Jeffrey Finkelstein est l’un des boulangers les plus appréciés des restaurateurs montréalais. S’il connaît et comprend bien leurs besoins, c’est qu’il a lui-même travaillé en cuisine de nombreuses années, notamment chez ces quelques icônes de notre industrie que sont le Noma de Redzipi, le El Bulli d’Adrià et le French Laundry de Keller. Lorsqu’on cause tendances avec le fondateur de la boulangerie Hof Kelsten, il n’est point question d’une recette ou d’une autre, mais d’une façon de réfléchir à ce que l’on offre à manger à notre corps. « Faire du bon pain avec peu d’ingrédients, mais des ingrédients de très haute qualité. Le clean label. Et prendre le temps de faire de longues fermentations pour produire des pains qui se conservent mieux et qui se digèrent mieux aussi », résume-til simplement. Il constate également un vif intérêt de la part des restaurants haut de gamme pour le pain de mie au lait — « celui qui rappelle notre enfance, au goût simple et qui laisse la vedette aux aliments choisis en garniture ». Pensez grilled cheese, pain doré, guédille, sandwich, etc.

LES FAVORIS SELON LA BÊTE À PAIN
Cuisinier de formation, le restaurateur Marc-André Royal boulange depuis 2011 à La Bête à pain.

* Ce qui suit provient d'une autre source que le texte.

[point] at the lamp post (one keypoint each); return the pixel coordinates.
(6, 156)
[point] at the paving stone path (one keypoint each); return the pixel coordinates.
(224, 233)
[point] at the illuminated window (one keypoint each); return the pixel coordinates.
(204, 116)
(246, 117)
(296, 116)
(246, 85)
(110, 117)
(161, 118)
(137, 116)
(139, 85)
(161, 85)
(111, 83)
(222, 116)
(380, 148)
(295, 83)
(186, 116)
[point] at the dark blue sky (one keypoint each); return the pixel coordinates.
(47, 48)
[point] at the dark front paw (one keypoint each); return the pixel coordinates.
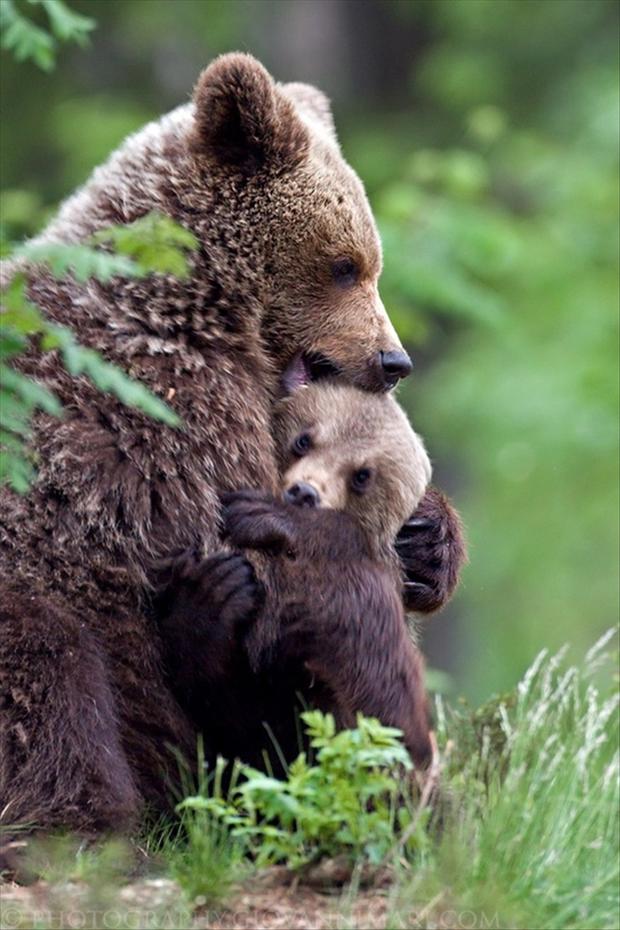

Ses deux succursales montréalaises comptent de nombreux collègues restaurateurs dans leur liste de clients. Voici donc les grands favoris de l’heure en matière de pain en restauration, selon Marc-André Royal :

PAINS À HAMBURGER
1. Pains faits avec des pâtes de style « brioche »
2. Pour changer du sésame, des croûtes garnies de graines de chanvre ou de caméline
3.Petits pains de maïs (par exemple 50 % polenta / 50 % brioche)
4.Pains à l’encre de seiche – très populaire aussi dans les burgers de poisson

PAINS À SANDWICH
1.Multigrains
2.Pains faits de grains entiers, comme le millet
3.Ciabatta fabriquée avec des huiles d’olive de qualité
4.Pains au lait très moelleux, comme de la brioche

CORBEILLE À PAIN
1.Un pain « signature » exclusif au restaurant
2.Pains au levain avec longue fermentation et bien cuits
3.Pains multigrains
4.Pains faits de farines d’origine du Québec (comme l’épeautre de Simon Duval de Kiamika, qui fait probablement la meilleure farine du Québec)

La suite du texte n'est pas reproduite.